VENEZIA – Due figure che, in modi profondamente diversi, hanno trasformato la nostra visione del mondo — e dell’architettura stessa — vengono premiati con i Leoni d’Oro alla 19esima Biennale di Architettura di Venezia.
Il Leone d’Oro alla Carriera è stato assegnato alla filosofa statunitense Donna Haraway, mentre Italo Rota riceverà il Leone d’Oro Speciale alla Memoria, a un anno dalla sua scomparsa. L’annuncio è stato ufficializzato dal Cda della Biennale, presieduto da Pietrangelo Buttafuoco, su proposta del curatore Carlo Ratti, in vista dell’apertura della mostra, intitolata “Intelligens. Naturale. Artificiale. Collettiva”, prevista per il 10 maggio.
Donna Haraway, pensare l’architettura oltre l’umano

Filosofa tra le più influenti del nostro tempo, Donna Haraway ha ridefinito i confini del pensiero critico contemporaneo, agendo su intersezioni inedite tra scienze sociali, antropologia, tecnologia e critica femminista. Nella motivazione del premio, Ratti sottolinea come il suo pensiero offra “una letteratura visionaria” capace di orientare il progetto architettonico in un’epoca segnata da convergenze e fratture tra intelligenze naturali, artificiali e collettive.

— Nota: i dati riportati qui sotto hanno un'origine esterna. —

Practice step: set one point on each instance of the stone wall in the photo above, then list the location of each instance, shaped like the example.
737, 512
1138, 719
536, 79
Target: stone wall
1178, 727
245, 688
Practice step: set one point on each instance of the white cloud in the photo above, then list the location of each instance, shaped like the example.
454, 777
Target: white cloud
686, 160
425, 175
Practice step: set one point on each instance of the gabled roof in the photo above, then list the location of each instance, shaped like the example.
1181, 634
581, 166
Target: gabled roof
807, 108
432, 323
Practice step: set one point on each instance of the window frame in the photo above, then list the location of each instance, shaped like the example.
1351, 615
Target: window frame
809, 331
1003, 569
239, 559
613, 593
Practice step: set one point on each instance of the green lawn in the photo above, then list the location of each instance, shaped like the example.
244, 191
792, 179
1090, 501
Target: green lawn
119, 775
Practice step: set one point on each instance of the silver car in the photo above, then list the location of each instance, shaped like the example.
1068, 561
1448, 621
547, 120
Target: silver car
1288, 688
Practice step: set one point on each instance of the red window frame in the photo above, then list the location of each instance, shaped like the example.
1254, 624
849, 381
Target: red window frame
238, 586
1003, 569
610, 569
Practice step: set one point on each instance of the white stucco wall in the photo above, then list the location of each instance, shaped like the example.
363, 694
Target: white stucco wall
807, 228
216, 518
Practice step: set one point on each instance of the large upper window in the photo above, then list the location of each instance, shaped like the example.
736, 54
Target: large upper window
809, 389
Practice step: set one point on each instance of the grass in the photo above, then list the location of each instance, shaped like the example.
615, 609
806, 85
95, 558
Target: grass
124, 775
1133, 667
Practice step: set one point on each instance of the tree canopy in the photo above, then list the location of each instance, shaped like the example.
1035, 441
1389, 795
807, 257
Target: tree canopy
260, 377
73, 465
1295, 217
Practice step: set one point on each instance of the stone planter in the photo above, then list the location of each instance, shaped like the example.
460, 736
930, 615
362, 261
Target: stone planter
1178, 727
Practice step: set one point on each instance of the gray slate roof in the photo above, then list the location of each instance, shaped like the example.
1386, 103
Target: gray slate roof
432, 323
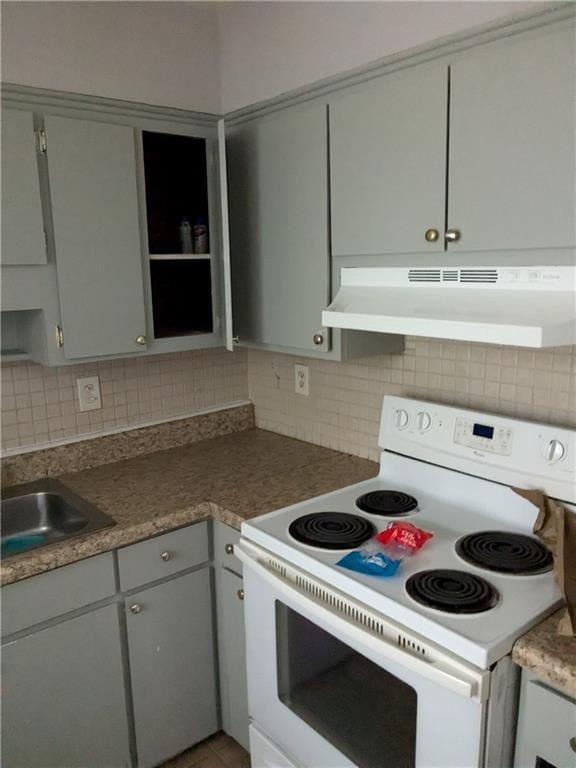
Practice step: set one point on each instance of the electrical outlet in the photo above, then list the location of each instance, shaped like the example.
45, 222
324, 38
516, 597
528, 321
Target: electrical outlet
301, 381
89, 393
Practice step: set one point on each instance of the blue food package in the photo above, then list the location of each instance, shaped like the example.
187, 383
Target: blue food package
374, 563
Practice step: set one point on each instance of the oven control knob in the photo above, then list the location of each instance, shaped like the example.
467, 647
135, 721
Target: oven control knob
401, 418
554, 451
424, 421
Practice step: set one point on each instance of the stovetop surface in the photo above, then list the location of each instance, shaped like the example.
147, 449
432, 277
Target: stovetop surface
450, 505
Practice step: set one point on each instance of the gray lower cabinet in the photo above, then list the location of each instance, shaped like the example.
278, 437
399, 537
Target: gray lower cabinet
234, 687
22, 224
172, 666
92, 175
63, 699
546, 733
231, 638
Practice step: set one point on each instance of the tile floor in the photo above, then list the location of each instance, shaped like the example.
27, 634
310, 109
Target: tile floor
219, 751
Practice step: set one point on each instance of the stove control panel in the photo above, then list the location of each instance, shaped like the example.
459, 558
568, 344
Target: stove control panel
483, 436
497, 447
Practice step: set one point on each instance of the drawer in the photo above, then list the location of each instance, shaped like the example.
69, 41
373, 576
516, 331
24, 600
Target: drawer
163, 555
551, 724
225, 540
51, 594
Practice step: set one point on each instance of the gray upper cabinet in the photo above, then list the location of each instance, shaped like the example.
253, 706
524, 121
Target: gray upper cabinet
92, 170
279, 228
512, 144
172, 666
233, 681
63, 696
388, 164
22, 225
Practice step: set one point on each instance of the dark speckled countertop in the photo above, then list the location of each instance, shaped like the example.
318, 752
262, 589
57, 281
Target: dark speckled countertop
233, 478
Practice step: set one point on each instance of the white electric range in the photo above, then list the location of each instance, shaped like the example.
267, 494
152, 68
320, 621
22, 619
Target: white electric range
347, 670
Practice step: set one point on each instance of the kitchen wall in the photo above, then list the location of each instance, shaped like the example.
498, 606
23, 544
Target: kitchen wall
343, 409
267, 48
163, 53
40, 405
217, 56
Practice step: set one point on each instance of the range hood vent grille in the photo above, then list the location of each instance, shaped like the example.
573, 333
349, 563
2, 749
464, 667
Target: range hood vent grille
452, 275
527, 306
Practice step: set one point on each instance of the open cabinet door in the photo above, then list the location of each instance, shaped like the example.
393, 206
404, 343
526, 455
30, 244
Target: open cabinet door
226, 274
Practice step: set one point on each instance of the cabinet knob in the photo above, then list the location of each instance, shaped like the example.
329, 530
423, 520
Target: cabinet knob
452, 235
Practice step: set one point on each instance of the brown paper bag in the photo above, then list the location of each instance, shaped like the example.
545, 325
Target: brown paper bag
555, 526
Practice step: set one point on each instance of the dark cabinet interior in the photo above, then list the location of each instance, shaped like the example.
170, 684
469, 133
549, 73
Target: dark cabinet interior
181, 297
175, 173
176, 187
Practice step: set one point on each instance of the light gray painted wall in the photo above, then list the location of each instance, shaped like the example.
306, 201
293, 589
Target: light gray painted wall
215, 57
268, 48
163, 53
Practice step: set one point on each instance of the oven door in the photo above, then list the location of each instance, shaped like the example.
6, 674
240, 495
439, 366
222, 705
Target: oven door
328, 686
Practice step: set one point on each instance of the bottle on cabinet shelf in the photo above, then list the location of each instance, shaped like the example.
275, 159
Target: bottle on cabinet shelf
200, 235
186, 245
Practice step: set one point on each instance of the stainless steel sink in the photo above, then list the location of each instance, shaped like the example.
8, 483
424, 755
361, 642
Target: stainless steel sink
43, 512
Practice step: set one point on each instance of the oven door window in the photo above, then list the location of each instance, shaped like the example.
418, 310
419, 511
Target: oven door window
365, 712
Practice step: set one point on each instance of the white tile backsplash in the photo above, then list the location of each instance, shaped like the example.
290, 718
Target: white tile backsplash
40, 406
343, 409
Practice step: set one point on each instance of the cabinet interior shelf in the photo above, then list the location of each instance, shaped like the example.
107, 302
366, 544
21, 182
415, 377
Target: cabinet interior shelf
179, 256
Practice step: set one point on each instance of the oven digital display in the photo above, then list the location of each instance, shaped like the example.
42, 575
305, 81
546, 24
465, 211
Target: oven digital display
481, 430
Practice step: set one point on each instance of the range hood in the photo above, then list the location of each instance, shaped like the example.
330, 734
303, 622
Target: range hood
519, 306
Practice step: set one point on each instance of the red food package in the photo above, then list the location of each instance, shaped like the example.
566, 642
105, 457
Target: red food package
404, 536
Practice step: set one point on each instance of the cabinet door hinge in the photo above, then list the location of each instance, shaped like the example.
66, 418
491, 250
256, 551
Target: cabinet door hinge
41, 142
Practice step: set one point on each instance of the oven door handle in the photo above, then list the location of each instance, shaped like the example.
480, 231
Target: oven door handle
443, 670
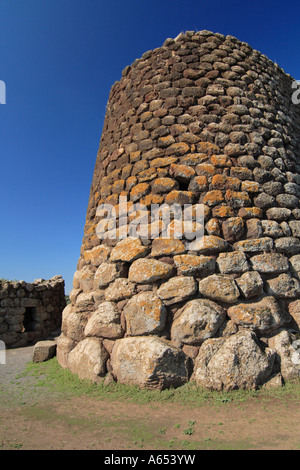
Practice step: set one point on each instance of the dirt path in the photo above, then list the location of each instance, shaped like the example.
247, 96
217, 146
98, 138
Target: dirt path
30, 419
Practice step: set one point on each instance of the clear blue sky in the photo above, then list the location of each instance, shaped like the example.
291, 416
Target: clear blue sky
59, 59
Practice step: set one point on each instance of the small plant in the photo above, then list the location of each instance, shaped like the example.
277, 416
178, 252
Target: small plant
188, 431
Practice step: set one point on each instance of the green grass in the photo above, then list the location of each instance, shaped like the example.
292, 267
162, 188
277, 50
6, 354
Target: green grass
50, 375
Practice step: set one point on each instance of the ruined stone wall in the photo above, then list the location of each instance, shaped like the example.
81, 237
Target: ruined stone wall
30, 311
204, 119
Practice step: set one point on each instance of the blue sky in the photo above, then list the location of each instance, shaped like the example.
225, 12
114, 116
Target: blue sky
59, 59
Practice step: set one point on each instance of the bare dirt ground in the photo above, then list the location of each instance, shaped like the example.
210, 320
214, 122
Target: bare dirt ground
43, 420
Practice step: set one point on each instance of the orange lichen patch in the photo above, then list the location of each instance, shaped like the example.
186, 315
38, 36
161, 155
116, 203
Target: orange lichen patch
221, 161
144, 312
250, 212
199, 183
139, 191
97, 255
206, 169
115, 174
233, 183
194, 159
131, 182
152, 199
163, 161
190, 138
178, 149
225, 182
164, 185
147, 175
113, 199
209, 244
213, 198
105, 190
135, 156
197, 212
128, 250
167, 247
188, 264
255, 245
165, 141
263, 316
180, 197
124, 208
118, 186
213, 227
149, 270
219, 181
208, 148
182, 172
148, 231
184, 229
250, 186
237, 198
222, 211
90, 230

Haraway è celebre per aver coniato il termine “Chthulucene”, un’alternativa al più noto “Antropocene”, per suggerire una lettura simbiotica dell’esistenza terrestre, centrata sull’urgenza della coabitazione tra specie e forme di vita. Le sue riflessioni non sono mai esercizi teorici isolati: sono narrazioni che fondano nuovi immaginari, mondi abitabili in cui il pensiero si fa gesto progettuale.
Nel contesto di una Biennale che interroga il futuro dell’intelligenza e del costruire, Haraway appare come una guida necessaria: il suo approccio, radicale ma sempre costruttivo, aiuta a pensare l’architettura come forma di alleanza tra vivente, tecnica e ambiente, proponendo scenari di resistenza e possibilità.
Italo Rota, il progetto come metamorfosi poetica del mondo

A Italo Rota, architetto e designer tra i più originali del panorama europeo, è stato conferito il Leone d’Oro Speciale alla Memoria. Una figura eclettica, coltissima, inclassificabile, Rota ha attraversato oltre mezzo secolo di cultura progettuale con una visione che ha saputo fondere poesia e analisi, tecnologia e natura, storia e utopia.
Allievo di Franco Albini, Vittorio Gregotti e Gae Aulenti, Rota ha costruito un linguaggio personale, fondato sull’ibridazione e sul dialogo costante tra discipline. I suoi interventi, dal restauro del Musée d’Orsay al Museo del Novecento di Milano, testimoniano una concezione dell’architettura come esperienza estetica e dispositivo culturale, capace di incidere sulle percezioni collettive e sui paesaggi del quotidiano.
Il titolo della sua ultima monografia, Solo diventare natura ci salverà (Scheiwiller, 2023), sintetizza con lucidità il cuore della sua poetica. Il riconoscimento sarà ritirato da Margherita Palli, scenografa e costumista, coinvolta nella Biennale con il progetto Material Bank: Matters Make Sense, realizzato insieme a Stefano Capolongo, Ingrid Maria Paoletti e Konstantin Novosëlov.